Chris Merritt a délivré une prestation exceptionnelle. C’est actuellement l‘un des meilleurs interprètes du rôle du fait de la densité de son médium et de la largeur de sa voix immense, rendant le théâtre trop petit pour lui. L’air du IV aurait du être une formalité ce qui ne fut pas tout à fait le cas mais il s’est rattrapé dans la cabalette rarement chantée actuellement, contre-ut compris. C’est un grand plaisir de le retrouver dans un rôle créé par Adolphe Nourrit dont il est coutumier après avoir interprété Robert le Diable et surtout Arnold de Guillaume Tell, entré dans la légende. La souplesse est intacte, la diction toujours aussi intelligible l’engagement et la générosité vocale de l’artiste sans retenue. Tout laisse espérer d’autres choix de cet ordre et un retour au belcanto romantique.

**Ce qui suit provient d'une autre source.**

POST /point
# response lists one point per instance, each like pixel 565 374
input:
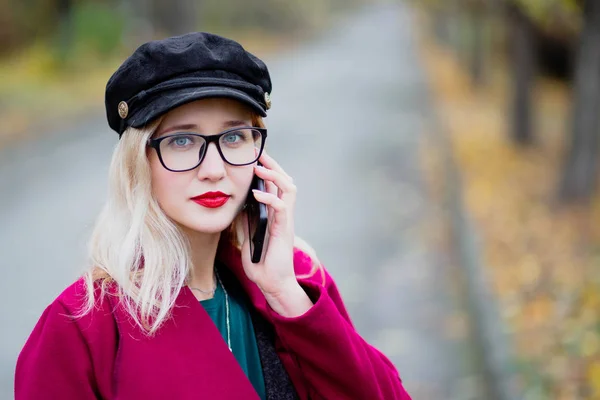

Sébastien Rouland, dans la fosse, tient l’intégralité de l’œuvre d‘une main de maître captivant l’attention dès l’ouverture sans jamais la relâcher par la suite. Il empoigne l’orchestre faisant sonner admirablement chaque instrumentiste dans cette acoustique parfaite tout en veillant à ne pas couvrir les chanteurs. Les contrastes sont forts, notamment au début de l’acte V avec le déchaînement du chœur suivi par la marche funèbre bouleversante. Un chef à suivre d’urgence dont les projets vont le faire revenir à Stuttgart, pas en France malheureusement, mais c’est coutumier.
Une soirée exceptionnelle à tous points de vue. Une reprise semble annoncée dans les années à venir. A ne pas manquer.